Matthew Foreman


Matthew Dean Foreman is an American mathematician at
University of California, Irvine. He has made notable contributions in set theory and in ergodic theory.

Biography

Born in Los Alamos, New Mexico, Foreman earned his Ph.D. from the
University of California, Berkeley in 1980 under Robert M. Solovay. His
dissertation title was Large Cardinals and Strong Model Theoretic Transfer
Properties
.
In addition to his mathematical work, Foreman is an avid sailor. He and his family
sailed their sailboat Veritas from North America to
Europe in 2000. From 2000-2008 they sailed Veritas to the Arctic, the Shetland
Islands, Scotland, Ireland, England, France, Spain, North Africa and Italy. Notable
high points were Fastnet Rock, Irish and Celtic seas and many passages including the
Maelstrom, Stad, Pentland Firth, Loch Ness, the Corryveckan and the Irish Sea.
Further south they sailed through the Chenal du Four and Raz de Sein, across the Bay of Biscay and around Cape Finisterre. After entering Gibraltar, Foreman and his
family circumnavigated the Western Mediterranean with notable stops in Barcelona,
Morocco, Tunisia, Sicily, Naples, Sardinia and Corsica.
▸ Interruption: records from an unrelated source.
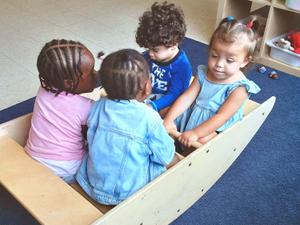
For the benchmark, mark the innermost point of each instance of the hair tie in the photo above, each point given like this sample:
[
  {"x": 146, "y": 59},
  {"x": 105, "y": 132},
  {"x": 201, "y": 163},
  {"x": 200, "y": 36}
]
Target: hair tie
[
  {"x": 250, "y": 24},
  {"x": 230, "y": 18}
]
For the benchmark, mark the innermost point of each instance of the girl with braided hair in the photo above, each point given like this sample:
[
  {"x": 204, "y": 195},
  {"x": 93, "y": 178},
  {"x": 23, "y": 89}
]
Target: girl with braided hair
[
  {"x": 216, "y": 98},
  {"x": 58, "y": 125},
  {"x": 128, "y": 144}
]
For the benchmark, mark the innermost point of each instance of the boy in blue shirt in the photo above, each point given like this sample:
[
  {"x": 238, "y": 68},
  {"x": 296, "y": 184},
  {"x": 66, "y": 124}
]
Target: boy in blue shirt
[{"x": 161, "y": 30}]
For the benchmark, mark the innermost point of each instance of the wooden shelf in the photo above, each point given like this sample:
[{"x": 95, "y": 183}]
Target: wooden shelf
[{"x": 280, "y": 20}]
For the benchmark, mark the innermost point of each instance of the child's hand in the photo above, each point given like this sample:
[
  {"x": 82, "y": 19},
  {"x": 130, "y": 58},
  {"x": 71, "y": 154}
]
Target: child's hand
[
  {"x": 170, "y": 125},
  {"x": 188, "y": 137}
]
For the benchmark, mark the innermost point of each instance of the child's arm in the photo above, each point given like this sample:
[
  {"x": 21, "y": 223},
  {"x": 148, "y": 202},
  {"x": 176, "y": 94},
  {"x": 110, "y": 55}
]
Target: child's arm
[
  {"x": 181, "y": 104},
  {"x": 226, "y": 111}
]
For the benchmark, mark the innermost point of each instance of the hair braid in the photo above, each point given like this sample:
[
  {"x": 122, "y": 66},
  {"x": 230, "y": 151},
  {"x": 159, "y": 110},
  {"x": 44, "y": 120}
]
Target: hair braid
[
  {"x": 123, "y": 74},
  {"x": 58, "y": 61}
]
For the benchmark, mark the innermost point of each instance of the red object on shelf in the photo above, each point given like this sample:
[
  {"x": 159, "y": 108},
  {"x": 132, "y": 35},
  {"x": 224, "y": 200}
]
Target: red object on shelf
[{"x": 294, "y": 38}]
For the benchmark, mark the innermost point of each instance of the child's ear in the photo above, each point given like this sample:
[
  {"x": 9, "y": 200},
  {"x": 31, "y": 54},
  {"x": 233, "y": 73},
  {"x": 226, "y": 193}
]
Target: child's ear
[
  {"x": 246, "y": 61},
  {"x": 148, "y": 88},
  {"x": 68, "y": 84}
]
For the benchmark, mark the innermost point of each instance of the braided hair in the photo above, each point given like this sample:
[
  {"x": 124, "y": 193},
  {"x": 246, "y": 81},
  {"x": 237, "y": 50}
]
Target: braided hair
[
  {"x": 123, "y": 74},
  {"x": 163, "y": 25},
  {"x": 60, "y": 60}
]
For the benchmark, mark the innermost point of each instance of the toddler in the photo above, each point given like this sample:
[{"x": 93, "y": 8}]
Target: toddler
[
  {"x": 161, "y": 30},
  {"x": 66, "y": 69},
  {"x": 128, "y": 144},
  {"x": 216, "y": 98}
]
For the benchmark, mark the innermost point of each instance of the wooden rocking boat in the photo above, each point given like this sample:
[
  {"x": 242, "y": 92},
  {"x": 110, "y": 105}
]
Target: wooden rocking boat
[{"x": 51, "y": 201}]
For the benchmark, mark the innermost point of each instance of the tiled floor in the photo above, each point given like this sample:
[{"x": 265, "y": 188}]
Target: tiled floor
[{"x": 26, "y": 25}]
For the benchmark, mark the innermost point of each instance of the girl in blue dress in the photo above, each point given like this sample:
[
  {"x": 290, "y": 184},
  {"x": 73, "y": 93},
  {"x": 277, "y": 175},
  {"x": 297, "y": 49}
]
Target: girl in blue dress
[{"x": 217, "y": 96}]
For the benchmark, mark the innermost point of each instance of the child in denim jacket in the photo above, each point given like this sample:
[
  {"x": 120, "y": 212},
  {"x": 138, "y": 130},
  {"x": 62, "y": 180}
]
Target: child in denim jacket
[{"x": 128, "y": 144}]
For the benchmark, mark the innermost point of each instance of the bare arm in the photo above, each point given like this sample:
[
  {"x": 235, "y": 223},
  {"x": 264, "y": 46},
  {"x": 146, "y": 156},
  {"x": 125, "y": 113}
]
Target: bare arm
[
  {"x": 182, "y": 103},
  {"x": 226, "y": 111}
]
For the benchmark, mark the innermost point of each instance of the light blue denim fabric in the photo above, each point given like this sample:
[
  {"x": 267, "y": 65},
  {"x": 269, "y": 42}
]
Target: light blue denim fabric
[{"x": 128, "y": 147}]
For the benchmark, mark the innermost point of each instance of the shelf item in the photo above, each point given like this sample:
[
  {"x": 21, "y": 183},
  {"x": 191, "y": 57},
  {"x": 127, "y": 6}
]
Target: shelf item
[
  {"x": 281, "y": 54},
  {"x": 293, "y": 4}
]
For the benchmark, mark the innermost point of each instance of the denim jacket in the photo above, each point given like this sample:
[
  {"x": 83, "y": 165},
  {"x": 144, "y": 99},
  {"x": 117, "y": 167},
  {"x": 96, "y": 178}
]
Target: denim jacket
[{"x": 128, "y": 147}]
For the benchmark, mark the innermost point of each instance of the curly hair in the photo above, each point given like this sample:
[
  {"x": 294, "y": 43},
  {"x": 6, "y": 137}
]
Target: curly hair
[
  {"x": 60, "y": 60},
  {"x": 163, "y": 25},
  {"x": 123, "y": 74}
]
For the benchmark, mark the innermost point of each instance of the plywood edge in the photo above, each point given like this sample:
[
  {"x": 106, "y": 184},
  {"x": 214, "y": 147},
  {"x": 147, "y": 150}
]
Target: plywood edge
[{"x": 48, "y": 198}]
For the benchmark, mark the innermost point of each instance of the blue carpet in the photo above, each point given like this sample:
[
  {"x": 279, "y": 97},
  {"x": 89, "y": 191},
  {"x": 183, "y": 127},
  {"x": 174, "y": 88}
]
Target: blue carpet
[{"x": 262, "y": 187}]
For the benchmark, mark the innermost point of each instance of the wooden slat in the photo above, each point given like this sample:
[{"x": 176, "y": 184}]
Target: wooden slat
[
  {"x": 101, "y": 207},
  {"x": 48, "y": 198}
]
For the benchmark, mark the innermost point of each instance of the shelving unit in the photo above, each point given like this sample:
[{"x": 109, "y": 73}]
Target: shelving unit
[{"x": 280, "y": 20}]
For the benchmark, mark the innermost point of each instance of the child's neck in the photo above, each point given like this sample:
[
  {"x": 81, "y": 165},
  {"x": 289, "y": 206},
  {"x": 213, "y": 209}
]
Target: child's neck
[{"x": 235, "y": 77}]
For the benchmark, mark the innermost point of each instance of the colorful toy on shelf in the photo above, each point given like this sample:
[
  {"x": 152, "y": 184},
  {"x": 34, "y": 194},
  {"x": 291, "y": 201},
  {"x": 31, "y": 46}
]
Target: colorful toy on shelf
[
  {"x": 261, "y": 69},
  {"x": 294, "y": 38},
  {"x": 285, "y": 44},
  {"x": 274, "y": 75}
]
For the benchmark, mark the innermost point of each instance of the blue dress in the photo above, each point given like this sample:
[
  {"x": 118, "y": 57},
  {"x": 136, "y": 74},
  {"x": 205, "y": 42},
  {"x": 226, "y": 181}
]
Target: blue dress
[{"x": 210, "y": 99}]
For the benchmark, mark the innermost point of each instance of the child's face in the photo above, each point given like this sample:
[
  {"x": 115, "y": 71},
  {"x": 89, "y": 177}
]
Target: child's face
[
  {"x": 225, "y": 60},
  {"x": 163, "y": 53},
  {"x": 87, "y": 82}
]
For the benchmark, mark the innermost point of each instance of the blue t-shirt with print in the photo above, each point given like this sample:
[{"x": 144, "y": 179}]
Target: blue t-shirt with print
[{"x": 169, "y": 79}]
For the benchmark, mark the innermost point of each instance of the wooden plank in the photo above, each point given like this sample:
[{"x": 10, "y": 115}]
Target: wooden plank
[
  {"x": 48, "y": 198},
  {"x": 101, "y": 207},
  {"x": 168, "y": 196}
]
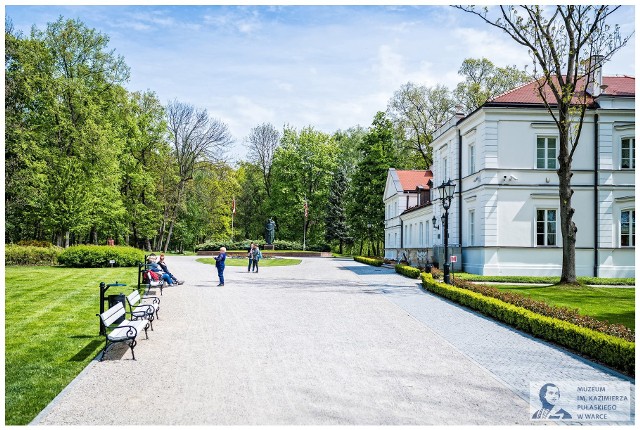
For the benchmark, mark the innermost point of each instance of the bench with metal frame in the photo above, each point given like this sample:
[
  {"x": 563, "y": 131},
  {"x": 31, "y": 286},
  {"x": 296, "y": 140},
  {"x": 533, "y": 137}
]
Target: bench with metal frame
[
  {"x": 126, "y": 331},
  {"x": 141, "y": 310}
]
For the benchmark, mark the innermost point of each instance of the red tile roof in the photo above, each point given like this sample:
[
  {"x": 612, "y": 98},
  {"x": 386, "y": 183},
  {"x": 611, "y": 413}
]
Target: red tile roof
[
  {"x": 528, "y": 93},
  {"x": 410, "y": 179}
]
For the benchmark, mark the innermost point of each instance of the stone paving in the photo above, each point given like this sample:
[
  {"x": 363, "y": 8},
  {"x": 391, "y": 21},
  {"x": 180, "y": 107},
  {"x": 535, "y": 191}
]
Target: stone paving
[{"x": 330, "y": 341}]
In 2009, Foreman and his son
and guest crew circumnavigated Newfoundland. Foreman has been recognized for
his sailing by twice winning the Ullman Trophy.

Work

Foreman began his career in set theory. His early work with Hugh Woodin included showing that it is consistent that the generalized continuum hypothesis fails at every infinite cardinal. In joint work with Menachem Magidor and Saharon Shelah he formulated Martin's maximum, a provably maximal form of Martin's axiom and showed its consistency. Foreman's later work in set theory was primarily concerned with developing the consequences of generic large cardinal axioms. He also worked on classical "Hungarian" partition relations, mostly with András Hajnal.
In the late 1980s Foreman became interested in measure theory and ergodic theory. With Randall Dougherty he settled the Marczewski problem by showing that there is a Banach–Tarski decomposition of the unit ball in which all pieces have the property of Baire. A consequence is the existence of a decomposition of an open dense subset of the unit ball into disjoint open sets that can be rearranged by isometries to form two open dense subsets of the unit ball. With Friedrich Wehrung, Foreman showed that the Hahn–Banach theorem implied the existence of a non-Lebesgue measurable set, even in the absence of any other form of the axiom of choice.
This naturally led to attempts to apply the tools of descriptive set theory to classification problems in ergodic theory. His first work in this direction, with F. Beleznay, showed that classical collections were beyond the Borel hierarchy in complexity. This was followed shortly by a proof of the analogous results for measure-preserving transformations with generalized discrete spectrum. In a collaboration with Benjamin Weiss and Daniel Rudolph Foreman showed that no residual class of measure-preserving transformations can have algebraic invariants and that the isomorphism relation on ergodic measure-preserving transformations is not Borel. This negative result finished a program proposed by von Neumann in 1932. This result was extended by Foreman and Weiss to show that smooth area-preserving diffeomorphisms of the 2-torus are unclassifiable.
Foreman's work in set theory continued during this period. He co-edited the Handbook of Set Theory and showed that various combinatorial properties of ω2 and ω3 are equiconsistent with huge cardinals.
In 1998 Foreman was an Invited Speaker of the International Congress of Mathematicians in Berlin.